Alan C Seifert, PhD

Myelin is a biomaterial composed of lipids, proteins, and water, that electrically insulates axons and ensures efficient action potential transduction. The concentration of myelin is closely related to the health of the nervous system, and deficient myelination and demyelination are hallmarks of several neurological disorders, such as multiple sclerosis, traumatic brain injury, and dementia. Non-invasive quantification of myelin content has important applications to the study, diagnosis, and monitoring of treatment of these debilitating disorders. Although myelin liquid crystalline 1H signal is not visible using conventional MRI pulse sequences due to its short transverse relaxation time (T2), quantitative magnetization transfer (qMT) and myelin water imaging (MWI) can infer myelin concentration via the interaction between water and myelin’s liquid crystalline lipid and protein components and have entered widespread use in human studies. Interaction with myelin, however, is not the only phenomenon affecting water 1H signal. This signal is affected by a host of biophysical phenomena, not all of which are fully understood or likely even discovered. Solid-state MRI methods, such as UTE and ZTE, can directly image the extremely short-T2 liquid crystalline 1H signal of myelin, and can provide a direct measurement of myelin concentration, unbiased by the vast range of effects modulating water 1H signal.

MRI is an extremely valuable 3D non-destructive method for investigation of post-mortem tissue. Multiple pulse sequences can provide information on microstructural integrity of white matter, myelination, edema, infarction, and hemorrhage throughout the entire brain at high spatial resolution. However, MRI cannot yet deliver the level of microscopic detail and specificity that histology can provide. Although histology provides incredibly detailed and specific information on a microscopic level, this information is only available in tissue that is selected a priori for sectioning and staining. It is therefore very likely that sectioning and visual examination will fail to sample all abnormal regions in the brain, particularly small microhemorrhages or microinfarctions that are smaller than several millimeters. The integration of MRI and histology methods can combine the sensitivity of whole-brain 3D imaging with the specificity and detail of histopathological analysis. This renders the unification of MRI and histology more effective than the sum of the two methods in isolation. We are applying these complementary methods in studies of the neurological post-acute sequelae of COVID-19 infection, traumatic brain injury, and fundamental neuroanatomy.

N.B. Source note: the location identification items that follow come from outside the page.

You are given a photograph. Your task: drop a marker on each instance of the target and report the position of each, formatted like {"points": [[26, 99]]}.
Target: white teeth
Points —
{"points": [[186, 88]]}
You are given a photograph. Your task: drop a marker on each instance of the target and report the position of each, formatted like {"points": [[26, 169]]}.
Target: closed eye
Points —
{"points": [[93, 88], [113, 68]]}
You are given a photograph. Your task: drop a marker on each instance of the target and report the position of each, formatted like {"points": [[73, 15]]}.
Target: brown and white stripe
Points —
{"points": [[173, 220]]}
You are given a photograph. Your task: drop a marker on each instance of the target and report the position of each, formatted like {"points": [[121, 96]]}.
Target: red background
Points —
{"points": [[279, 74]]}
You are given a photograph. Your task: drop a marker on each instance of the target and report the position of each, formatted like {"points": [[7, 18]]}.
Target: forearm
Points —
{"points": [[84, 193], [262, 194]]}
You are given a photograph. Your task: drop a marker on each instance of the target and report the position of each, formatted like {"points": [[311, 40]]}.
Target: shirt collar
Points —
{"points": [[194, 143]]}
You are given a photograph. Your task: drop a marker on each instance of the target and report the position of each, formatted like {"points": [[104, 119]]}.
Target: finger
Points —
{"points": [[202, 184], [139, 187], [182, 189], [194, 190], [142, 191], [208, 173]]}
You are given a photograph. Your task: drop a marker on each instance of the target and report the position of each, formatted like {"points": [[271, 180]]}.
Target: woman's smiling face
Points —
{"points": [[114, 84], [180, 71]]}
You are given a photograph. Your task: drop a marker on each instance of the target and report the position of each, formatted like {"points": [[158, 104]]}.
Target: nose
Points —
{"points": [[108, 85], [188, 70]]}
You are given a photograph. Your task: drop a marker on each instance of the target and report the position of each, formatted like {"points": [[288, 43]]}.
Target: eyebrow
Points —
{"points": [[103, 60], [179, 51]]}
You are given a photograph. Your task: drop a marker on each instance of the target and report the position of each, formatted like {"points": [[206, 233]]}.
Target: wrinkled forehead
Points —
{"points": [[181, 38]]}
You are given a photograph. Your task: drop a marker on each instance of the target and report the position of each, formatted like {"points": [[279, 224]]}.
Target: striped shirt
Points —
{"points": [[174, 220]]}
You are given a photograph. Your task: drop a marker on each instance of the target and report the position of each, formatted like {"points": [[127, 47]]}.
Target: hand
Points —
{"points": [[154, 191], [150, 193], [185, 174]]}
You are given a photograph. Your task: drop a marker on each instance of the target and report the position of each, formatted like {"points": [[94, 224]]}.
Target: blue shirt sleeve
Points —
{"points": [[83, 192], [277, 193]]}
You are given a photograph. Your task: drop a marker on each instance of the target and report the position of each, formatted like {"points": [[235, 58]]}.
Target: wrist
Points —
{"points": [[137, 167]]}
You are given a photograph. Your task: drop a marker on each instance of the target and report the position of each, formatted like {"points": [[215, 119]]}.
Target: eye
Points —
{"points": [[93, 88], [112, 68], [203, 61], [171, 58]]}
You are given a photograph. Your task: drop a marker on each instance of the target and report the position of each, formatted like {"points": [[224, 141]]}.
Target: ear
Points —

The cervical spinal cord and brainstem are vital central nervous system (CNS) structures that connect the forebrain to the body. Despite its critical role in wide range of functions, the human brainstem receives disproportionally less attention than the cerebrum or basal ganglia in in vivo MRI neuroimaging studies. The cervical spinal cord is simpler in structure than the brainstem, and its dysfunction is more clearly related to disability. In the past decade, cervical spinal cord MRI has found important applications in neurological disorders involving the spinal cord, such as multiple sclerosis, cervical spondylotic myelopathy, and spinal cord injury, with most of these imaging techniques developed for 3 Tesla (T). However, limited spatial resolution at 3T remains a critical barrier to advancing neuroimaging of small but important gray matter (GM) nuclei and white matter (WM) fasciculi in the cervical spinal cord and brainstem. The recently increasing availability of ultra-high field (7 Tesla) scanners heralds a new era of human cervical spinal cord and brainstem imaging. By leveraging the increased signal-to-noise ratio (SNR) and sensitivity to the blood oxygenation level-dependent (BOLD) effect at ultrahigh field, sufficient resolution is achievable to delineate fine structures and interpret function in a more meaningful way.